New York City’s elevated High Line park in lower Manhattan was a valuable assistant as May photographed the movement of iconic yellow taxis from that vantage point, shown below.
“It was nice to get some verticality,” he said.
With so many algorithms involved, one might assume artificial intelligence is part of May’s toolbox. But so far, it has played only an experimental role. May is working with AI to help separate out people and objects that he then renders creatively. One problem has been that AI, as studies have shown, does not always reliable identify people, and can miss individuals due to racial and other biases trained into datasets.
“There’s a lot of work in this area, looking at what’s called fairness, accountability, and transparency,” noted Sanmay Das, professor of computer science at George Mason University in Fairfax, VA. Das points to the Gender Shades study connected to the Massachusetts Institute of Technology’s Media Lab showing that, in the words of the study, “commercial AI systems significantly mis-gender women and darker skinned individuals.”
Das noted, “A lot of that comes down to bias in the underlying data sets that they’re trained on.”
May is well aware of these issues as he starts working with AI, a technology he refers to as a “collaborator” because it includes the use of datasets trained by humans.
Up until now, pre-AI, “I’ve had control, because I’ve written the code myself,” May said. “I’m now moving into AI where I’m introducing trained data sets that I didn’t train.
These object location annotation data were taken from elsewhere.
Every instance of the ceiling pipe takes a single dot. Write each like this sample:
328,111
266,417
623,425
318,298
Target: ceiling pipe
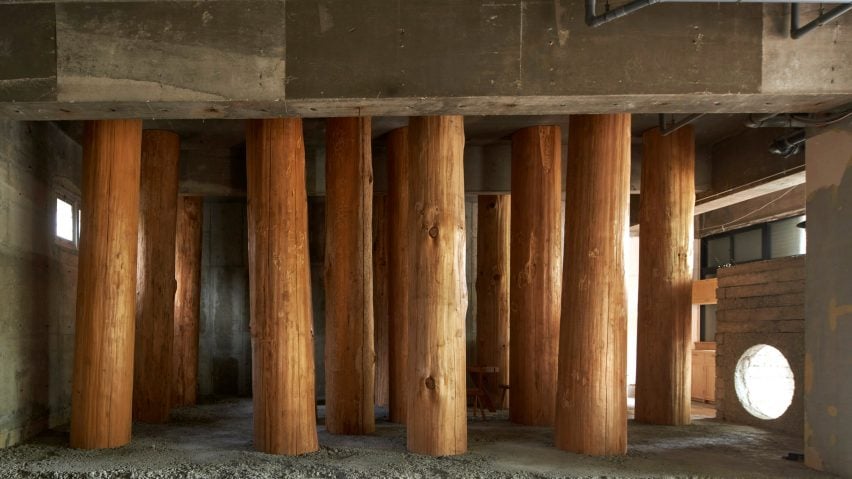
595,20
798,32
666,130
So I’m having to invite a collaborator, which is a sort of first in this process. If there are biases in there, they will come through. I have no control over that.”
AI is something that any practitioner in the incipient field of algorithmic photography will have to contemplate. So far, relatively few artists seem to be pursuing algorithmic photography—at least using that name. British technology blogger Peter Krantz has written about his project in the field. Paris-based multimedia artist Sabina Covarrubias also is doing work that she identifies as algorithmic photography.
May himself will get a chance to examine bias and other aspects of AI in his next endeavor: the AI Hokusai Arttech Research Project, an online initiative in which invited artists such as May will use AI to generate artwork. The project takes its name from Japanese artist Katsushika Hokusai, known for his 19th century innovations in printmaking.
Whatever emerges—or doesn’t—from AI, May will continue practicing the truism of his art.
“The image can only be created algorithmically,” he says. “Photography as we know it can only collect light. It’s an accumulation of light picked up by the sensor. Whereas the algorithmic photo is picking out specific data coming from the image.”
Could it be that the person with the most data in the end not only wins, but is also the most creative?
Mark Halper is a freelance journalist based near Bristol, England. He covers everything from media moguls to subatomic particles.